According to a recent report from the National Retail Federation (NRF) – 2023 Consumer Returns in the Retail Industry – total returns for the US retail industry amounted to $743bn in merchandise, and the total returns rate as a percentage of sales was 14.5%.
Online return rates remain high, and the cost of processing returns is higher than ever. The dilemma? Driven largely by Amazon’s introduction of free returns in 2005 (time flies!), consumers quickly came to expect the same service any time they shopped online. Free returns became table stakes for larger retailers and brands in order to compete, but resulted in a big hit to the bottom line.
Over the years, the challenges around free returns keep getting bigger, fuelled by rising fulfilment and shipping costs and increased fraud and abuse related to returns. Reverse logistics firm Optoro estimates that the cost of returns has spiked by 50% compared to 2018, and the cost of returning a purchase averages 27% of the purchase price. A greater awareness of the environmental impact of returns for both retailers and consumers is also impacting return strategies worldwide. In addition to the carbon footprint implications of returns, returned inventory amounts to 9.5 billion pounds of landfill waste annually.
So how can retailers and brands balance out the returns dilemma – minimizing costs and meeting customer expectations at the same time?
- Charge for return – 44% of retailers in the US increased their return and restocking fees in 2023, reducing reverse logistics costs, but risking losing customers to competitors that still offer free returns.
- Free returns only in-store – for retailers with physical stores, the option to only offer free returns on online purchases in stores (BORIS) is attractive because it allows them to save on shipping and brings traffic to the store. But, it requires technology, store capacity and training to be able to handle and process returns in the store.

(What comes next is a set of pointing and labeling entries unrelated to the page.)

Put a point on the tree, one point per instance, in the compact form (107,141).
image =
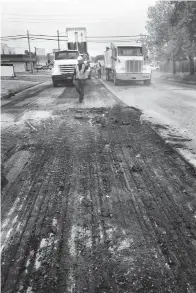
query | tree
(172,30)
(99,57)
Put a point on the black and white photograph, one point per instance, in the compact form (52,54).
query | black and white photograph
(98,146)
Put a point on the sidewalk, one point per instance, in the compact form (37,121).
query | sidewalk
(179,77)
(12,86)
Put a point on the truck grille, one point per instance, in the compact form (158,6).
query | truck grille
(133,66)
(67,68)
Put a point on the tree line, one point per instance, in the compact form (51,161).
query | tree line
(171,27)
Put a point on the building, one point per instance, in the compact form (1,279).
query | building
(5,49)
(42,59)
(40,51)
(21,62)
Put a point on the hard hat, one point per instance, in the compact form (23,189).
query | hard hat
(80,58)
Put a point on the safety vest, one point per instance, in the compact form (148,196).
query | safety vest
(81,74)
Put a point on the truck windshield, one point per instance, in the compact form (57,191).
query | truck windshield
(66,55)
(129,51)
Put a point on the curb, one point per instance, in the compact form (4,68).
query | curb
(28,92)
(13,93)
(179,81)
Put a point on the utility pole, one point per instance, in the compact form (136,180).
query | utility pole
(58,40)
(30,52)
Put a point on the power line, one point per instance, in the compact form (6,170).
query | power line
(88,37)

- Return drop-off locations – some retailers opt to partner with return operation services such as Happy Returns (soon to be acquired by UPS) to provide customers a convenient alternative to return shipments. Four in ten retailers added more return drop-off locations in 2023.
But minimizing the impact of returns should also mean reducing the potential for returns in the first place. While the strategies below will not combat return fraud or wardrobing (buying an expensive item, wearing it once and returning), they can effectively help to reduce return rates by increasing the likelihood of the customer buying the right product in the first place.
- Incentives and credits – some retailers get creative, offering customer incentives and discounts to discourage returns, to begin with and to keep them coming back.
- Fit and sizing tools – visual tools that show the size and context of a product or sizing quizzes that compare sizing to other known brands, help shoppers narrow down size choice
- Virtual try-ons – augmented reality that enables shoppers to “try on” a product or place it in a virtual setting to replicate a physical experience before making a purchase decision.
- Ratings & reviews – customer feedback about an item helps shoppers make the right decisions.
- Social proof and attribute messaging – by highlighting fit attributes, aggregated reviews and real-time insights about what other customers are buying or browsing across the shopping journey, retailers help increase customer confidence that they are making the right buying decision and increase likelihood that they are buying the right size, reducing the rate of bracketering (buying multiple of same or similar items, keeping one and returning the rest).
The returns challenge will never go away. The costs associated with returns are likely to continue to rise, and customers will still expect some kind of flexible returns option. Retailers should focus on optimizing return operations, partnering with reverse logistics experts and investing in eCommerce tools that will help shopper makes the right purchase decisions in the first place.